Space available in Social Sciences course "Perceiving the World"
Did you know that in the seventeenth century, it was a good thing to smell like the anal glands of a deer?
This history course will tell you why. Being taught this spring by Visiting Assistant Professor of Social Sciences Dr. Carolyn Purnell, the course fulfills the Social Sciences general education requirement.
Course: Perceiving the World
Course number: LCHS 285-001
Time offered: MW 11:25-12:40
Seeing, hearing, touching, tasting, smelling–we’re taught at an early age that these five senses are our means of experiencing the world around us. Despite the seemingly stable nature of our senses, this course will show that the way different cultures have organized and used the senses has varied widely. Using an interdisciplinary approach that draws on sociology, history, anthropology, media studies, and psychology, this course will trace shifts in perception and their accompanying social effects between the eighteenth century and today. Through a series of diverse topics, such as color, railroads, perfume, and drugs, this course will investigate the relationship between the physical and the social, the role of daily experience in our considerations of history, and the political implications of the body.
More about Dr. Purnell:
Carolyn Purnell is a historian. She is also a freelance writer and photographer, interior design aficionada, and lover of all things quirky. Her work appears regularly on ApartmentTherapy.com and in several Chicago-area publications, and her photographs have appeared in Good Housekeeping. She has also worked at a library, an academic journal, a radio station, and a tractor dealership.

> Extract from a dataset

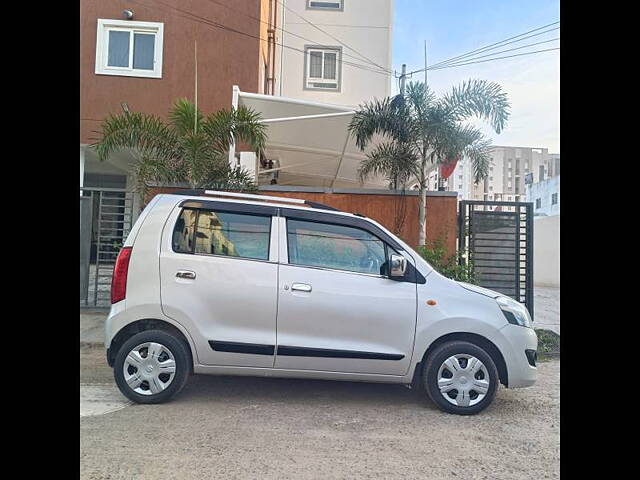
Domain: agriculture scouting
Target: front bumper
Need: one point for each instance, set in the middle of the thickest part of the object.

A country girl by birth but a city girl by heart, Carolyn grew up in Texas then moved to southern California for college, where she studied under David Foster Wallace and increasingly learned the rigors and pleasures of the written word. Her education introduced her to James Joyce, Gerhard Richter, and the Marquis de Sade, and it was perhaps the subconscious influence of the latter that convinced her to spend the next seven years of her life as a graduate student.
At the University of Chicago, where she earned her M.A. and Ph.D., Carolyn turned her attention to history, a field that she likes to describe as “fiction with facts.” Her academic specialties are France, sexuality, the eighteenth century, the history of science and medicine, and the history of the senses, but after spending several years in France for research, it might be more accurate to say that her specialties are pastries, cheese, and wine.
Carolyn lives in Chicago with her partner Ed, her dog Minna, her chinchilla Chunky, and a rotating cast of dogs that she fosters for a local rescue.